I have a deep and healthy respect for science, and so I am a fan of evidence-based decision making. But there’s a problem with the way we’re doing it these days – we don’t necessarily know what the evidence means, but we’re making decisions based on it anyway.

Last week at MIPTV, there was (as usual) a lot of talk about people’s short attention spans. Bert Baker said, ‘People get bored in 2.5 minutes unless something crazy happens.’ And Rene Rechtman of Maker Studios claimed that ‘87% of Netflix viewing sessions are under 10 minutes.’

87%.

Even if that’s true, of which I am not entirely convinced, what does it mean? Some people seem to be citing these numbers as support for more and more shorter-form (and usually digital-first) content. But what about the other statistics – Peter Jackson’s Tolkien trilogies have been among the biggest box office successes in history and the shortest of them clocked in at 144 minutes (the longest was over 200). I’ve seen them all and I’m pretty sure that well over 2.5 minutes went by without something crazy happening, a fair few times.

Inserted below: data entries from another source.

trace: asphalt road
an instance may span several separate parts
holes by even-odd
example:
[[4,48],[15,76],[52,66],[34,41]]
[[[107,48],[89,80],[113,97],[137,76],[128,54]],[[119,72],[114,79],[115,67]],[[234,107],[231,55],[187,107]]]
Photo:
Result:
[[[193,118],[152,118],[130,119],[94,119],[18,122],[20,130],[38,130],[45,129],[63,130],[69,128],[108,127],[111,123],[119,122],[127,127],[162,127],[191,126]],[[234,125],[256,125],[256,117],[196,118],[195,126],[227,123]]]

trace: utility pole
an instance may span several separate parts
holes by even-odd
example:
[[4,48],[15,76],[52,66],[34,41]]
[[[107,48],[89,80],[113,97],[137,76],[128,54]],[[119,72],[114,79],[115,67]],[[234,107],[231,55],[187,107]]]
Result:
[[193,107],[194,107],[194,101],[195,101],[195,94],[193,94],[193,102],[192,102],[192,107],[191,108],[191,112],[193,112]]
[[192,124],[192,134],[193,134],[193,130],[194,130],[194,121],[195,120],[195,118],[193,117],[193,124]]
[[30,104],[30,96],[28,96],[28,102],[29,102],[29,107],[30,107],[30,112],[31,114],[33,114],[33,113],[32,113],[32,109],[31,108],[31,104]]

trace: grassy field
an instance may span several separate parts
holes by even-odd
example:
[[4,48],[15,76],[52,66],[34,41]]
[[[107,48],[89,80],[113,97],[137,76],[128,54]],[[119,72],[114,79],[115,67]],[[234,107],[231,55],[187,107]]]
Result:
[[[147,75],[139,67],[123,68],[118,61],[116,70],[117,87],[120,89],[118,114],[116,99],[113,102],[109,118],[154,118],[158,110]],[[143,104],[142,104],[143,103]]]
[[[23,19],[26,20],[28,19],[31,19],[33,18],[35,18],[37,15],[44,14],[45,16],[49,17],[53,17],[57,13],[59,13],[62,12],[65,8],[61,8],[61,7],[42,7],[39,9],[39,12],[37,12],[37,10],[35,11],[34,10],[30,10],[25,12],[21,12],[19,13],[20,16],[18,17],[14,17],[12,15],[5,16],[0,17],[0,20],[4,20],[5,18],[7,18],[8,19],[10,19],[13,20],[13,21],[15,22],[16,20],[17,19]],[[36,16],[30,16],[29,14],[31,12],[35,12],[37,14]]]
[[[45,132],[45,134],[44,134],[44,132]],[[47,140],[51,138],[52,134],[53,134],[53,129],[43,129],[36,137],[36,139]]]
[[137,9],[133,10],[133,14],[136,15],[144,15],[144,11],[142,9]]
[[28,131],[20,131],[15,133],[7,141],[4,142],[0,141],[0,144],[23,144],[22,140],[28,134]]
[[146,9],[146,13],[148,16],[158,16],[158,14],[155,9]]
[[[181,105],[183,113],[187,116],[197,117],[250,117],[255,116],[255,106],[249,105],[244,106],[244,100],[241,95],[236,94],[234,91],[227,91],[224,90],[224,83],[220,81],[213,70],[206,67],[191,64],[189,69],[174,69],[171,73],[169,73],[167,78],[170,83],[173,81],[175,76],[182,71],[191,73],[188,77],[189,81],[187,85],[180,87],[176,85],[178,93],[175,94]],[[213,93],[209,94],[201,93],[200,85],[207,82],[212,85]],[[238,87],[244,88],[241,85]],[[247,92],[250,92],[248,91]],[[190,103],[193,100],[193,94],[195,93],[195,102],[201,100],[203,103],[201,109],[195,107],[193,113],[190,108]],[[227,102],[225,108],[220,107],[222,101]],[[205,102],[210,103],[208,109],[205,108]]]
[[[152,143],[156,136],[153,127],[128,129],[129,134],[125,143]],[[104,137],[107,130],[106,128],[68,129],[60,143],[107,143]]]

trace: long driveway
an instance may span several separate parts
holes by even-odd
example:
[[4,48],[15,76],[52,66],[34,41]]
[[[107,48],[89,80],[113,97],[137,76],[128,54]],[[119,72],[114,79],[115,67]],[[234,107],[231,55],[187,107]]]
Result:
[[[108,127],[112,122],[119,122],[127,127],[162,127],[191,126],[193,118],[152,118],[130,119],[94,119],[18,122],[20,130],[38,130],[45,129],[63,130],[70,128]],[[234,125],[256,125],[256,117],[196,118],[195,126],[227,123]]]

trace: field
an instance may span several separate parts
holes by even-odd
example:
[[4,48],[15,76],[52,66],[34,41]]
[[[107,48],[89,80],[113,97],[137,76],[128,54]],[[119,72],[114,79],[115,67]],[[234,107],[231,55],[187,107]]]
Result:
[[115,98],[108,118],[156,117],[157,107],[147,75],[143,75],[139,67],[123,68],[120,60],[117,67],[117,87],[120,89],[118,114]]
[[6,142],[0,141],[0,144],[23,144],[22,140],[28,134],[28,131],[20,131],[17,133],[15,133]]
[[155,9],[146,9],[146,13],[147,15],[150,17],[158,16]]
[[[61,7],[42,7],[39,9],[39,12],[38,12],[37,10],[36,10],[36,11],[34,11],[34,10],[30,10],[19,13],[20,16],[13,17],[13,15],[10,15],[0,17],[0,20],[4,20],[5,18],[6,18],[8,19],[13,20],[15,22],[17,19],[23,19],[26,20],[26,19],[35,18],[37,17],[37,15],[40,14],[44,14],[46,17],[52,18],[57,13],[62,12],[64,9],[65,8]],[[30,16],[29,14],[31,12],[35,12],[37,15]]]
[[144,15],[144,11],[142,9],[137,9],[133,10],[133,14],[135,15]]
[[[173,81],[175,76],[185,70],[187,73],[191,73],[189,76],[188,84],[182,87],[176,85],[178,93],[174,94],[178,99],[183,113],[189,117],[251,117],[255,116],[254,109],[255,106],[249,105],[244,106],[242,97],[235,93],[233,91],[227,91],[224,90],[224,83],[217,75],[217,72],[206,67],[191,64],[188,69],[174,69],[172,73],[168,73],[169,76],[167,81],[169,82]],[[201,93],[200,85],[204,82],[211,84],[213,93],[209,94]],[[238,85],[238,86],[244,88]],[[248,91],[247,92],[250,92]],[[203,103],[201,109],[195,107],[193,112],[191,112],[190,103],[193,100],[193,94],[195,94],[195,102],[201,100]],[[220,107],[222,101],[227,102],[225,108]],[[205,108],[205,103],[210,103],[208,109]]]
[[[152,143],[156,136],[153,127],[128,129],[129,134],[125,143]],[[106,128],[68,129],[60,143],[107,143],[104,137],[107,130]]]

And what about all the binge watching on Netflix? As of the end of 2013, over 60% of its users were watching 2-6 episodes of a programme in a single sitting.

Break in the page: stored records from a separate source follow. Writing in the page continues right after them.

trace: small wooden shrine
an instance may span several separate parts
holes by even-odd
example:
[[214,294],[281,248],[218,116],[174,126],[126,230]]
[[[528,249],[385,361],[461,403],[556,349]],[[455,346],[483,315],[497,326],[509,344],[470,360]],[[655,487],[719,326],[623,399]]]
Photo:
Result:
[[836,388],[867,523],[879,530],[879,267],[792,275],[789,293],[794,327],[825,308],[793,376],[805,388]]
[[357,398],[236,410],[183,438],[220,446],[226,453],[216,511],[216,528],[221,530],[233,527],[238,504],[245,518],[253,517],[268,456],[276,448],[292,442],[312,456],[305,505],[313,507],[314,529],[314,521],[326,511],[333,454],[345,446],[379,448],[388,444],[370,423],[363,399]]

What I’m getting at – not for the first time – is that knowing what happened is not particularly useful unless you know why it happened. For example, what if (as we posited during the closing panel) those 87% of sessions on Netflix are simply reflecting that platform’s version of channel surfing? When you channel-surf, do you watch every channel for 10 minutes or more? Of course not. And in the first round of examples, maybe people aren’t really opening those marketing emails, it’s just that their email clients default to preview mode and download the graphics.

If you don’t know why people are doing a thing, you don’t know how best to respond. Any academic will tell you that if you’ve got enough data, you can find statistics to support pretty much any hypothesis you care to concoct – but that doesn’t mean you’ll be right, or that the action you take based on that hypothesis will have the desired outcome.

Getting to the why shows us not only what’s happened but what we can do about it. And understanding the why usually requires observing the people engaging in the behaviour. I’m not saying this can’t be done in a statistically relevant way – I’m simply suggesting that a single number only shows one facet of behaviour, and one facet can be as misleading as it is fascinating.